* German court backs euro zone’s new bailout fund
* Spain bond yields drop, may not need aid
* Apple set to debut new iPhone
* Futures up: Dow 66 pts, S&P 6.4 pts, Nasdaq 17.75 pts
By Chuck Mikolajczak
NEW YORK, Sept 12 (Reuters) - U.S. stock index futures climbed on Wednesday after a German Constitutional Court permitted the ratification of the euro zone’s new bailout fund as the region continues to battle its debt crisis.
* The court allowed Germany to ratify the new rescue fund and budget, but also gave parliament veto powers over any future increases in the size of the fund.
* European stocks rose to their highest level in 14 months and yields on Spanish and Italian debt fell after the decision.
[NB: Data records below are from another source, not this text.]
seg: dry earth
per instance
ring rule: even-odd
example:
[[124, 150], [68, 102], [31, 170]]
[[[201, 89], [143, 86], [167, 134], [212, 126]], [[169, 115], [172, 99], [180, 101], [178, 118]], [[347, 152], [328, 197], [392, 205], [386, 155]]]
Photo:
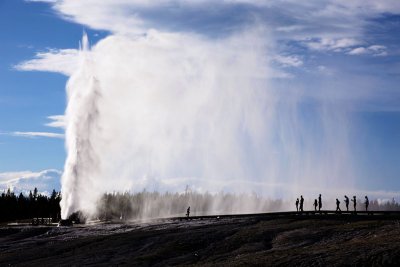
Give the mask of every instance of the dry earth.
[[400, 266], [400, 222], [298, 216], [2, 226], [0, 265]]

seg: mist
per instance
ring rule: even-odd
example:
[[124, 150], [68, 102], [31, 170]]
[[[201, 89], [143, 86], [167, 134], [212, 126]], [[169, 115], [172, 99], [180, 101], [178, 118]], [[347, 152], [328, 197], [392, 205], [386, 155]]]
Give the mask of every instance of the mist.
[[273, 44], [257, 25], [219, 39], [149, 30], [89, 47], [84, 36], [67, 84], [62, 217], [95, 214], [114, 191], [292, 199], [351, 188], [348, 109], [280, 83]]

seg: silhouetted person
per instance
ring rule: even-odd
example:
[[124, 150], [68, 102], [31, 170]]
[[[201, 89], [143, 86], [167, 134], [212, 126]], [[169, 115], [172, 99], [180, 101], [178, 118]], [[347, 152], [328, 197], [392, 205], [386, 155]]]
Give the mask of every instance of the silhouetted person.
[[321, 198], [321, 194], [319, 194], [318, 197], [318, 211], [321, 211], [322, 208], [322, 198]]
[[369, 206], [369, 200], [368, 197], [365, 196], [365, 211], [368, 211], [368, 206]]
[[340, 201], [339, 199], [336, 199], [336, 211], [341, 212], [342, 210], [340, 209]]
[[356, 196], [353, 196], [353, 199], [351, 201], [353, 201], [354, 213], [356, 213], [357, 212], [357, 199], [356, 199]]
[[190, 215], [190, 206], [188, 207], [188, 209], [186, 210], [186, 217], [189, 217]]
[[303, 196], [300, 196], [300, 212], [303, 212], [303, 206], [304, 206], [304, 198]]
[[346, 204], [346, 210], [349, 211], [350, 200], [346, 195], [344, 196], [344, 203]]

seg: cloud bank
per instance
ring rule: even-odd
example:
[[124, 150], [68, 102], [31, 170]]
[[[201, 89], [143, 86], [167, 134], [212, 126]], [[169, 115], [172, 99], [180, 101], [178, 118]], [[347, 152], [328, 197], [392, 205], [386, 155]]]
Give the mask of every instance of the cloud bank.
[[[93, 211], [103, 191], [165, 190], [177, 177], [192, 178], [176, 190], [191, 181], [203, 191], [240, 187], [277, 197], [354, 188], [352, 112], [374, 99], [374, 84], [312, 63], [325, 54], [389, 55], [365, 29], [383, 13], [400, 13], [400, 3], [59, 0], [52, 7], [110, 33], [92, 49], [84, 40], [79, 52], [49, 51], [17, 66], [70, 75], [64, 217]], [[301, 82], [287, 79], [299, 71]]]
[[0, 173], [0, 190], [11, 189], [15, 193], [24, 194], [36, 187], [40, 193], [50, 194], [53, 189], [60, 189], [62, 172], [55, 169], [42, 171], [18, 171]]

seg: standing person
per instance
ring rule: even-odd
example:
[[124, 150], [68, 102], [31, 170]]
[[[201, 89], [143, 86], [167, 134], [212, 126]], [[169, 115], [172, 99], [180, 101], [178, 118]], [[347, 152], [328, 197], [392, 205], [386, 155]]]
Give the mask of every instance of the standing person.
[[346, 203], [346, 210], [349, 211], [350, 200], [346, 195], [344, 196], [344, 203]]
[[339, 199], [336, 199], [336, 211], [341, 212], [342, 210], [340, 209], [340, 201]]
[[189, 206], [188, 209], [186, 210], [186, 217], [189, 218], [189, 215], [190, 215], [190, 206]]
[[354, 213], [356, 213], [357, 212], [357, 199], [356, 199], [356, 196], [353, 196], [353, 199], [351, 201], [353, 201]]
[[317, 199], [314, 200], [314, 210], [317, 211], [318, 201]]
[[300, 212], [303, 212], [303, 206], [304, 206], [304, 198], [303, 195], [300, 196]]
[[319, 194], [319, 197], [318, 197], [318, 211], [321, 211], [321, 208], [322, 208], [322, 197], [321, 197], [321, 194]]

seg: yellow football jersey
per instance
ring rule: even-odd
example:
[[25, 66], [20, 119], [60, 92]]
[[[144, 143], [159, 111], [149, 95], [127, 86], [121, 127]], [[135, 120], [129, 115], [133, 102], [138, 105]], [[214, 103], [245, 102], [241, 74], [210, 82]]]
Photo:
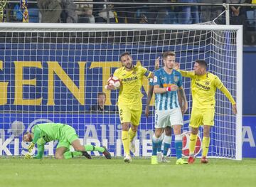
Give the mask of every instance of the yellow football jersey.
[[142, 103], [143, 76], [147, 78], [151, 73], [141, 65], [134, 65], [131, 71], [127, 71], [124, 67], [117, 69], [114, 76], [121, 81], [118, 97], [118, 105], [137, 105]]
[[233, 105], [235, 104], [231, 94], [217, 75], [210, 73], [198, 75], [194, 71], [178, 71], [182, 76], [191, 78], [193, 107], [214, 108], [216, 88], [223, 92]]

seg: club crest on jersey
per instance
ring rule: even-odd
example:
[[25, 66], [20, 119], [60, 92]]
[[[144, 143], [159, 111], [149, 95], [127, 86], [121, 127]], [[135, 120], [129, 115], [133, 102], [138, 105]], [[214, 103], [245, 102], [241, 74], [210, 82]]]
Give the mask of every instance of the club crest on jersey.
[[174, 80], [175, 82], [178, 82], [178, 76], [174, 76]]
[[153, 82], [157, 82], [157, 77], [156, 76], [154, 76], [154, 80]]

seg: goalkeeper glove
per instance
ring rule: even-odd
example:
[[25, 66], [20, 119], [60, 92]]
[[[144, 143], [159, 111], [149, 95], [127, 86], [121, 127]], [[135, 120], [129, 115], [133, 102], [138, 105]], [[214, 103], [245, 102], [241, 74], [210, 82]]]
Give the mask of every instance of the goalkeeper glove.
[[25, 154], [24, 159], [32, 159], [32, 156], [30, 155], [29, 154]]
[[31, 142], [31, 143], [28, 145], [28, 153], [32, 152], [32, 149], [33, 149], [33, 148], [34, 146], [35, 146], [35, 144], [33, 143], [33, 142]]

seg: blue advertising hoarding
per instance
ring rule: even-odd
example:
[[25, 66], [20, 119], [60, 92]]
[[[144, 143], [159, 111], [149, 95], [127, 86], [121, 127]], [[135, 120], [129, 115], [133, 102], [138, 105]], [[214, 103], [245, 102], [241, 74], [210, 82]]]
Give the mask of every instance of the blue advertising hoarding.
[[[64, 123], [76, 130], [82, 144], [107, 146], [113, 156], [123, 155], [121, 141], [121, 125], [117, 114], [0, 114], [0, 155], [18, 156], [27, 153], [28, 144], [22, 142], [21, 134], [29, 131], [35, 124], [46, 122]], [[3, 123], [3, 119], [5, 122]], [[184, 117], [183, 131], [188, 131], [188, 116]], [[135, 156], [149, 156], [151, 153], [151, 136], [154, 117], [142, 116], [136, 138]], [[19, 129], [22, 129], [20, 131]], [[214, 131], [211, 134], [213, 139]], [[15, 136], [16, 135], [16, 136]], [[172, 136], [171, 156], [175, 156], [174, 136]], [[243, 117], [242, 157], [256, 158], [256, 117]], [[224, 141], [224, 140], [223, 140]], [[214, 141], [211, 141], [215, 144]], [[57, 142], [46, 146], [46, 155], [53, 155]], [[186, 146], [183, 145], [183, 149]], [[209, 153], [214, 146], [210, 146]], [[35, 151], [36, 150], [34, 150]], [[93, 152], [92, 154], [98, 155]], [[198, 156], [201, 156], [201, 152]]]

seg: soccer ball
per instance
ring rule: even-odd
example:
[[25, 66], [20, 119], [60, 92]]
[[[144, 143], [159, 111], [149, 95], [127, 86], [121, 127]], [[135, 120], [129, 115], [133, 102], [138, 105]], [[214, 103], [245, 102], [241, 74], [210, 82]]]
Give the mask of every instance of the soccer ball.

The FTSEurofirst 300 index of top European shares gained 0.3 percent.
* The decline in Spanish bond yields to well below 6 percent prompted Spain’s Prime Minister Mariano Rajoy to say improved market conditions may make aid unnecessary.
* S&P 500 futures rose 6.4 points and were above fair value, a formula that evaluates pricing by taking into account interest rates, dividends and time to expiration on the contract. Dow Jones industrial average futures gained 66 points, and Nasdaq 100 futures climbed 17.75 points.
* The Federal Open Market Committee is set to begin a two-day meeting on Wednesday. The central bank looks set to launch a third round of bond purchases this week to drive borrowing costs lower and breathe more life into an economy that is not growing fast enough to reduce unemployment.
* Apple Inc will be in focus on Wednesday as the company is set to unveil its newest iPhone, which is widely expected to offer 4G wireless technology for the first time, and a 4-inch display, longer than the current 3.5 inches. Apple shares gained 1 percent to $667 in premarket trade.
* Facebook Inc rose 3.5 percent to $20.10 premarket after CEO Mark Zuckerberg soothed investors in his first major public appearance since the No. 1 social network’s rocky May IPO; he hinted at new growth areas from mobile to search.
* Economic data on tap includes import-export prices for August at 8:30 a.m. ET (1230 GMT). Economists in a Reuters survey forecast a 1.4 percent rise in imports and a 0.4 percent rise in exports.
* Later in the session at 10:00 a.m. ET (1400 GMT), investors will eye wholesale inventories for July. Economists in a Reuters survey forecast inventories to rise 0.2 percent, against a drop of 0.2 percent in June.